God’s love for us is the only reason we can even talk about having  “a participation in the Divine nature.” Participating in Divine nature is something none of us, as we are created, can do, and cannot do on our own power. To obtain this end, we need the ability to obtain that end. But to know God in His Trinity belongs to God in His Trinity; human reason alone cannot pierce the inner life of God. In fact, if we take only the idea that “like knows like” (that the mind must conform to the thing it seeks to know in order to know it), sometimes popularly expressed as “it takes one to know one,” we need the Divine nature to know and love the Divine nature.

Christ gives us this seed of the doctrine of grace when he teaches his disciples that “whoever receives the one I send receives me, and whoever receives me receives the one who sent me.” Christ, Who unites us to Himself as members of His Mystical Body, sends us the Holy Spirit.
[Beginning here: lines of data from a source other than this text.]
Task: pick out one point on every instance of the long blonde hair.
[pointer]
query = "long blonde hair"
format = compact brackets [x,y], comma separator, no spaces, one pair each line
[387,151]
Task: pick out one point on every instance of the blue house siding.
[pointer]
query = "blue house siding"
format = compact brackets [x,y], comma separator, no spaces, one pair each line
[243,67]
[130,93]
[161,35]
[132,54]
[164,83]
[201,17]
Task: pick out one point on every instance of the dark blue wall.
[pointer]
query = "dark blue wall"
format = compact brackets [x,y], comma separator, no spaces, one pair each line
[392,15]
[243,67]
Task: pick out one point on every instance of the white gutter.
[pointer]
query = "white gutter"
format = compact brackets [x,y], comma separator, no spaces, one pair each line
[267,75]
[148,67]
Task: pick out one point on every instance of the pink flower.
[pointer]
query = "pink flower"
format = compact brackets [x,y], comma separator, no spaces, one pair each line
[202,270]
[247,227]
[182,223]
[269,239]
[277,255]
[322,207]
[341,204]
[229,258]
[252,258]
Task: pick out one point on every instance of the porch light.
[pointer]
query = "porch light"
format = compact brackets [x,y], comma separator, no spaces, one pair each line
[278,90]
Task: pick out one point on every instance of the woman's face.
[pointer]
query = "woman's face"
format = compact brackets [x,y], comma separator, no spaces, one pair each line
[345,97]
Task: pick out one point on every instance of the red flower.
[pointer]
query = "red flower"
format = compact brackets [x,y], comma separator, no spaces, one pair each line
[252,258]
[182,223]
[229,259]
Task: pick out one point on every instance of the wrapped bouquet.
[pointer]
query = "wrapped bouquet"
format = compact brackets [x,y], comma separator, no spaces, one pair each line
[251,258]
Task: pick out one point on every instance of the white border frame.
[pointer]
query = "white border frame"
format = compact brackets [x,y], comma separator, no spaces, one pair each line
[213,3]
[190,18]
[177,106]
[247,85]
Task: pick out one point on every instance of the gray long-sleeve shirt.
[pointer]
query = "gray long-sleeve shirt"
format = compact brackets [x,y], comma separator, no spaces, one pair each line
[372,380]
In explaining what the Holy Spirit does when sent, St. Thomas Aquinas has recourse to the Doctor of Grace, citing St. Augustine from De Spir. et Lit. (xxi) that “”What else are the Divine laws written by God Himself on our hearts, but the very presence of His Holy Spirit?”” These divine laws are not merely proclaimed laws, something we know, but transformative laws, giving us the ability to do those things contained in the New Law: to love the Lord our God with our heart, soul, mind, and strength, and to love our neighbor as ourselves.

This participation Divine nature does not eradicate our human nature nor does it destroy our actions. Rather, the Holy Spirit dwelling in us makes us able to “love [God], as He is the object of beatitude, and inasmuch as man has a spiritual fellowship with God” (ST I-II.109.3 c): to act according to the theological virtue of charity, or caritas. This virtue, which directs man to union with God in His Trinity as our highest good “cannot be caused by human acts, the principle of which is reason, but is produced in us by the Divine operation alone” (ST. I-II.63.2 c). For in the end, to be given a participation in the Divine nature, to be given grace, is to be given the ability and opportunity to know and love God in His Trinity and to be known and loved by Him in His Trinity through Christ for all eternity.
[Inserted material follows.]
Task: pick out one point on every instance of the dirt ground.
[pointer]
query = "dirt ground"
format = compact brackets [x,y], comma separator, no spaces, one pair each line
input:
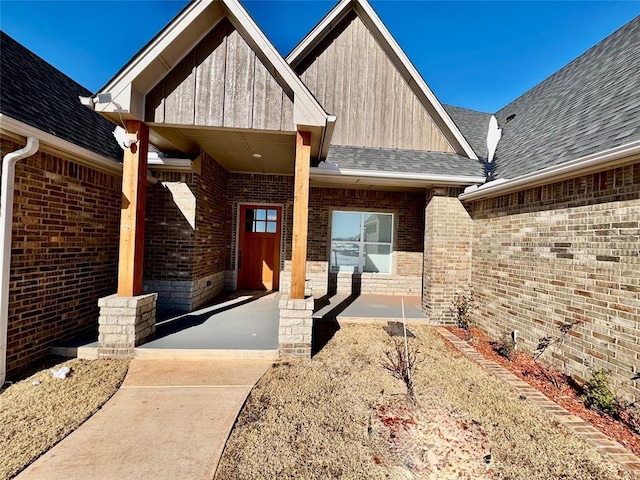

For a post TL/DR wrap up, I’d like to turn to Matthew Levering’s commentary on St. Augustine’s Homilies on the First Epistle of John, from his excellent work The Theology of Augustine. Levering writes that:

The beauty of the soul consists in its love. In becoming human, and dying on the cross, Jesus Christ took on our ugliness so as to reveal the beauty of his charity. When we love the beautiful Lord, we become like him. To boast in our own beauty, however, would destroy it. Rather we can be beautiful only by keeping our eyes on the beautiful God. In loving God, we love the one who loves sinners so as to make them good…We see God (who is love) by love.

 

 

If you’re interested in a pretty solid overview of the initial issues and questions that arise about grace, my friend John Hall wrote some excellent thoughts up over at Mountain Catholic. He says stuff like: “God, being the source of all goodness, will fulfill every desire and eliminate all sorrow to be sure, but heaven is nothing other than personal and intimate union with the source of goodness, truth, and beauty Himself.” So go check it out.

 

*This would also be an excellent band name kids: Hylomorph and the Hermeneutics of Whatever. Make it happen.
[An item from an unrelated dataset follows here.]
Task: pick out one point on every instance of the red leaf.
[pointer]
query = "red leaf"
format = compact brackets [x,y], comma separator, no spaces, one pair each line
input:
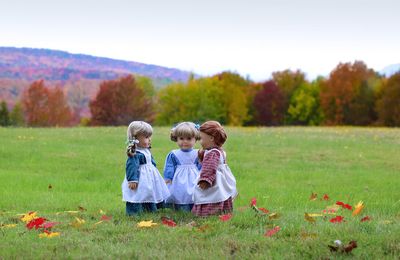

**My Italian is all but nonexistent, and so I used google translate and an Italian dictionary to attempt to muddle it out. The original Italian is here, in case someone wants to translate and correct it:

La creazione è opera di Dio Uno e Trino. Il mondo “creato” nel Verbo-Figlio viene “restituito” insieme con il Figlio al Padre, mediante quel Dono Increato consostanziale ad entrambi, che è lo Spirito Santo. In tal modo il mondo viene “creato” in quell’Amore che è lo Spirito del Padre e del Figlio. Questo universo abbracciato dall’eterno Amore, incomincia a esistere nell’istante scelto dalla Trinità come inizio del tempo.

In tal modo la creazione del mondo è opera dell’Amore; l’universo, dono creato, scaturisce dal Dono Increato, dall’Amore reciproco del Padre e del Figlio, dalla santissima Trinità.